By the 1920s, Downtown Knoxville was filled with the hustle and bustle of people traveling for both business and leisure.
“If you see pictures of downtown from the air, you can see that there are no empty spaces. Every place had buildings on it,” Neely said. “There were no parks and there are no parking lots.”
Without parking spaces, everyone arrived the same way: the streetcar.
“People didn't expect to get to leave their car around downtown, even rich people rode the streetcar,” Neely said.
Soon, though, cars became more popular and people needed places to park.
Pryor Brown took a chance.
“In the 1920s, he was an old man, but he said, ‘I hate cars. I would rather take one horse over a whole parking lot full of cars, but that’s what I have to deal with,’” Neely said.
The man who made his living on horses started building one of the country's first parking garages in 1925 on the side of his Church Avenue livery stable, the Pryor Brown Transfer Company.
Photos: Pryor Brown Garage through the years
“It's fascinating to think of this idea of the livery stable literally evolving into a parking garage,” Neely said. “A place where people would rent or leave horses changed into a parking garage, which is kind of the modern version of the old livery stable.”
Finished in 1929, the “House of Brown” was more than just a place to park. It ran a taxi service, handled freight from the nearby railway and delivered mail for the post office.
Neely said it helped modernize downtown. Along with the garage, the block also housed retail spaces, a revolutionary concept for the time.
“It's been used as kind of a model by architects who had pictures of it back when it was functional before they closed it. The architects used pictures of it to show how parking garages should work,” Neely said.
For decades, attendants parked the cars and rode a simple elevator up and down the four-story garage to retrieve them when customers returned.
“This may be, as far as I know, the oldest or one of the oldest parking garages in America,” Neely said.
Cars drove in and out of the garage until 2013.

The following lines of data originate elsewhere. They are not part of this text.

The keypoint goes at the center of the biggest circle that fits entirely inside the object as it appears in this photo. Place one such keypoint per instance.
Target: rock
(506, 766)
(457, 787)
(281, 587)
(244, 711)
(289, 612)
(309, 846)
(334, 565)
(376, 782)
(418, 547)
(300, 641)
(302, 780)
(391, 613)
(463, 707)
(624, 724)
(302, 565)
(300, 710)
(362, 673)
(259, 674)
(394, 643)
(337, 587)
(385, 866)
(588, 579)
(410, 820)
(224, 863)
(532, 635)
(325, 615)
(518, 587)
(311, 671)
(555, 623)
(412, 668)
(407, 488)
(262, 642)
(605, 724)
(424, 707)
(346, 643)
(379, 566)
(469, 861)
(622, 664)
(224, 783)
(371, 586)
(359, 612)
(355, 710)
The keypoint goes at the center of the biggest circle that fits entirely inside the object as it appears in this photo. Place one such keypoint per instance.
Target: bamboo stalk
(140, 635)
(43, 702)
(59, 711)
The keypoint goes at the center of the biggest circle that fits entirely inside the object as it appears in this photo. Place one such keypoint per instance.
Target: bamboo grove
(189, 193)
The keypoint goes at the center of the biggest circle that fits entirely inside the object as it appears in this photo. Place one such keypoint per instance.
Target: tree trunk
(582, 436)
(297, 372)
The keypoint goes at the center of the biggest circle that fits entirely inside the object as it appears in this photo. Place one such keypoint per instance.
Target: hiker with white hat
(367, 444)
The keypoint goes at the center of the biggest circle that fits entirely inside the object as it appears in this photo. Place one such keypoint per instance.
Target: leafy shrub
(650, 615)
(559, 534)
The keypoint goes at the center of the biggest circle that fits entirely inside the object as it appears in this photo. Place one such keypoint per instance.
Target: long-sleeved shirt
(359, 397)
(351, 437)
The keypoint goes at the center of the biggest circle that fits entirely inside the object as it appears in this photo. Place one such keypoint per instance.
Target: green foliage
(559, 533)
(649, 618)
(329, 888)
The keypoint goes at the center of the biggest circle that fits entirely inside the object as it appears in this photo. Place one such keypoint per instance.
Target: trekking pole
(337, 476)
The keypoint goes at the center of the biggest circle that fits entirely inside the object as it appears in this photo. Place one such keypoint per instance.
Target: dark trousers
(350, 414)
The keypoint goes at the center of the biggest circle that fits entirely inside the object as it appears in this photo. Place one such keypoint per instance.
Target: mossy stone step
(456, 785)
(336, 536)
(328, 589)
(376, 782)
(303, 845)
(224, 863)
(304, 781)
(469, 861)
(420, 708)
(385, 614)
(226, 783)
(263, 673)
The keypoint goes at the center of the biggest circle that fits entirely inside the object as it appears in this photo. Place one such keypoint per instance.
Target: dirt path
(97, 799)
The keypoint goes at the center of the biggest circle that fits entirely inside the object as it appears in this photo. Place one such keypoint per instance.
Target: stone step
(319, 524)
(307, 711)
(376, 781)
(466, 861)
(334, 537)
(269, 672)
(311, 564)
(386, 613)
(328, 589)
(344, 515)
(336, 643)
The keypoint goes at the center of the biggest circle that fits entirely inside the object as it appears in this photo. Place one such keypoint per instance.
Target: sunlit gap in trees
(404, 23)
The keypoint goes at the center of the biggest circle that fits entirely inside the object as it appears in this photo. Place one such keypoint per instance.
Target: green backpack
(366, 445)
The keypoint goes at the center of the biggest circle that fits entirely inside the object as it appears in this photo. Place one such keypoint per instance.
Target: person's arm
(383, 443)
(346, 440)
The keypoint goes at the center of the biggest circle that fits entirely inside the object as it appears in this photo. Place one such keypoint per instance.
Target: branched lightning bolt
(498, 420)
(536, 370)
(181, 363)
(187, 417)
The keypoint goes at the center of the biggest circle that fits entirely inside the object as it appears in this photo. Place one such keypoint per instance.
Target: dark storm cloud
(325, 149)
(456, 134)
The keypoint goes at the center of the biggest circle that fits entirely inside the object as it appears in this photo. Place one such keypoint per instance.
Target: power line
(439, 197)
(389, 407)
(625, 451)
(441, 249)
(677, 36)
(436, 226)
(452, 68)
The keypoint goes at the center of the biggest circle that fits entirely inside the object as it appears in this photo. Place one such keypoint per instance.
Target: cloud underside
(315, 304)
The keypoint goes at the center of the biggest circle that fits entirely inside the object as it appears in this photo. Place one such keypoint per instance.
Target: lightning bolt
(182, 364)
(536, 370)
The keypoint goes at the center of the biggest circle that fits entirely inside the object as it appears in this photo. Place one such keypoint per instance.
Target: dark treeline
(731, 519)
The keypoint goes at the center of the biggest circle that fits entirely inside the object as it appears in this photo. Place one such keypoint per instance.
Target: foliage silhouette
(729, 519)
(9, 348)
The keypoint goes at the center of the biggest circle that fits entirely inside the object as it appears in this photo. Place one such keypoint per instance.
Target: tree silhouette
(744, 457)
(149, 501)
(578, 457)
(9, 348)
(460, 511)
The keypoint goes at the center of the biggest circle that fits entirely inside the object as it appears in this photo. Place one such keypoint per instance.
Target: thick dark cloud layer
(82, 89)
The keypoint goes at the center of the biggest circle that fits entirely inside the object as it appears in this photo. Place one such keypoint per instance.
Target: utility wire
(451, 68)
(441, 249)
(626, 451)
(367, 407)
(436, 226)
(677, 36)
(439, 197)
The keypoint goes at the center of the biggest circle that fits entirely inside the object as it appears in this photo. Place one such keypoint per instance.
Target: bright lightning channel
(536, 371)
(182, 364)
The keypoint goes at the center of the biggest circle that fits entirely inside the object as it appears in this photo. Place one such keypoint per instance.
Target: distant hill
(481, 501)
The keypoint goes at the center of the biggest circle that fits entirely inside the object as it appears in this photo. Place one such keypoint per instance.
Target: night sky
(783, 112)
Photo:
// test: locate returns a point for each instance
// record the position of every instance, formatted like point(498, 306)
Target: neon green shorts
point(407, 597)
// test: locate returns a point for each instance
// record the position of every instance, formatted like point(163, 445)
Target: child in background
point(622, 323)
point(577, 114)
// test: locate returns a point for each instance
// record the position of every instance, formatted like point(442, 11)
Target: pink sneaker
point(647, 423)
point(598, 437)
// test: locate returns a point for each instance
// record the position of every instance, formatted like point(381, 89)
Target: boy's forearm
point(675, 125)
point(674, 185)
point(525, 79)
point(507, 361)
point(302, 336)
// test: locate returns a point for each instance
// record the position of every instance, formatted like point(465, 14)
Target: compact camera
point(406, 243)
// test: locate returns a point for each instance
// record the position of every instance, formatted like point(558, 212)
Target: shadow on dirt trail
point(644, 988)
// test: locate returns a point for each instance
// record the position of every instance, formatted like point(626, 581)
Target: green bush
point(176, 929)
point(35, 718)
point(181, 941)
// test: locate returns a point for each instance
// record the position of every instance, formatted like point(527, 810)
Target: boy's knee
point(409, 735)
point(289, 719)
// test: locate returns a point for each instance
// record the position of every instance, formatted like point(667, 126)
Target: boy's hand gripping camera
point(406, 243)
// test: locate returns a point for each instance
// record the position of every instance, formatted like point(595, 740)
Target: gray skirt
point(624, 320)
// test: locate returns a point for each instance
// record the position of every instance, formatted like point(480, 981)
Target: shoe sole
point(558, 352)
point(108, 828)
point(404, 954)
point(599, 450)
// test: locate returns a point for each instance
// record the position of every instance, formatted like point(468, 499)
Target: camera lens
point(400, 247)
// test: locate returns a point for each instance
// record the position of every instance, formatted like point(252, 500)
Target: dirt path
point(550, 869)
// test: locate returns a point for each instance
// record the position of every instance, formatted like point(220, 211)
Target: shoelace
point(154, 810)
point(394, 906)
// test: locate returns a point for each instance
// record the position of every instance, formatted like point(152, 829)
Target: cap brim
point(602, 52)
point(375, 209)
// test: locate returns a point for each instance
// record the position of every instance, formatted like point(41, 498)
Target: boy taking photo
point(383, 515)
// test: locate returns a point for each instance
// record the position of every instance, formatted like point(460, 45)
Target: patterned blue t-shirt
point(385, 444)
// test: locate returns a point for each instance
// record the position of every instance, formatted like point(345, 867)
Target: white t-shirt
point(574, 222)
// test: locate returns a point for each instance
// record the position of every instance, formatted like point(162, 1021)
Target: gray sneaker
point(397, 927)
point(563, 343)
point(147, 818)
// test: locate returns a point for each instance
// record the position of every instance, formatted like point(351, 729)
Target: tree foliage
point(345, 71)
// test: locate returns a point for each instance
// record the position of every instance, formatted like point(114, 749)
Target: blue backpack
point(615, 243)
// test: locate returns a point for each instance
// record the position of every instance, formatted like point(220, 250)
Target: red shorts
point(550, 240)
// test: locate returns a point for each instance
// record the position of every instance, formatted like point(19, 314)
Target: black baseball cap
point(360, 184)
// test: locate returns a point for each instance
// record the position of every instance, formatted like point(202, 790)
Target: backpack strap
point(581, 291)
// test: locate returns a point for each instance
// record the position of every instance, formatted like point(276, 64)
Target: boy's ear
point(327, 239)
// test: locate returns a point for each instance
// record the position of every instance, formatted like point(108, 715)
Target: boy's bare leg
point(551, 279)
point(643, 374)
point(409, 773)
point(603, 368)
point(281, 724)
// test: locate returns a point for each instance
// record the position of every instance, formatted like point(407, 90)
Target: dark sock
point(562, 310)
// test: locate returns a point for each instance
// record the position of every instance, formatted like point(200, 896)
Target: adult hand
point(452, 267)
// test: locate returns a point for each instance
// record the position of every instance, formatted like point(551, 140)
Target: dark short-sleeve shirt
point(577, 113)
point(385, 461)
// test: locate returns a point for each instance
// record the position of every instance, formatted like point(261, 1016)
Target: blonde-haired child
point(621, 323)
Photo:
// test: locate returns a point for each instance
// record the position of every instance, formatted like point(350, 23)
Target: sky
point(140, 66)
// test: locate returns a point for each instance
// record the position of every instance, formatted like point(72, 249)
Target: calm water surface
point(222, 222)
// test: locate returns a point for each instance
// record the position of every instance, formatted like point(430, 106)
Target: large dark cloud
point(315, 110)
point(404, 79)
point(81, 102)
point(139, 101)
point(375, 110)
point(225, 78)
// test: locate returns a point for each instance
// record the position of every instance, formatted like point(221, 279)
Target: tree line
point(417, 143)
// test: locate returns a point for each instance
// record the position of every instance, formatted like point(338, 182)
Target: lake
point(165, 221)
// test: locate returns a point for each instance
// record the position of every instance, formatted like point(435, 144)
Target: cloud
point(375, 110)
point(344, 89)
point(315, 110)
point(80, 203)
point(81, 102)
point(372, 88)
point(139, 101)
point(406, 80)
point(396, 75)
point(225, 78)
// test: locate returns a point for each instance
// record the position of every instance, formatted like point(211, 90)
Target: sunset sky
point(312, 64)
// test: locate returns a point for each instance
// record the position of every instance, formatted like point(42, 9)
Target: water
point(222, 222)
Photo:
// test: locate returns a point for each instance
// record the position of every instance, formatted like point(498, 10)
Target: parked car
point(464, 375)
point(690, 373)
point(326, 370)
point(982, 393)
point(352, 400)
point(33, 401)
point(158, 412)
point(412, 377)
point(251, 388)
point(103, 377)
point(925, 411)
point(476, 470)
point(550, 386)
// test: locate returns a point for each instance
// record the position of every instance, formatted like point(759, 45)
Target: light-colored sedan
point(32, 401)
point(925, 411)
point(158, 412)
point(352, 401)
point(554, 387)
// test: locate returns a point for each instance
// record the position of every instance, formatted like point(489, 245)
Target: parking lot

A project memo from that year obtained by 10News suggested the "repair of the garage would not be feasible due to the cost."
The owners wanted to demolish it. Local groups stepped in, promoting the historic structure’s preservation.
Abandoned Places: Pryor Brown Garage
“People kind of scoff and say, ‘Well, how can a parking garage be historic?’ And I think history is about what's important to people, and if parking is not important to people, that's great news. We don't have to park anymore, but as long as we have to park, the parking garage is historic,” Neely said.
In 2016, there were ideas to turn it into a mixed-use residential building, but plans never came together.
Meanwhile, with its future uncertain, the garage continued to slowly sag near Market Square. The roof collapsed piece by piece, first in 2015 and then again in 2021.
In September 2021, the sidewalk and streets around the garage on Church Avenue and Market Street closed for over a week so the owners could make sure its cracking brick walls and crumbling roof wouldn’t collapse.
A year later, in September 2022, video from a 10News investigation showed the other side of the garage’s roof caved in as well. However, the city said no formal notices have been issued since the 2021 emergency repairs.
The Pryor Brown Garage’s fate may be sealed in 2023.
On Dec. 14, 2022, historic preservation planner Lindsay Crockett said the property's owner applied for a demolition permit. It was subjected to a 60-day delay of demolition. A decision comes on Feb. 13.
“It's been a kind of a sad case of something that could have been something useful and something memorable and something, you know, made to last into the future, and that probably won't be now,” Neely said.
For now, the once-modern marvel sits quietly on its Church Avenue corner, awaiting whatever may permanently park its legacy in Downtown Knoxville.
Reporter’s note: Though many of these buildings are unused and empty, they sit on private property that is still actively used in some cases. Do NOT attempt to unlawfully enter any of these places without permission. Many of them are structurally unsound and pose potential health hazards, like asbestos and lead paint. 10News contacted all owners and obtained permission prior to visiting.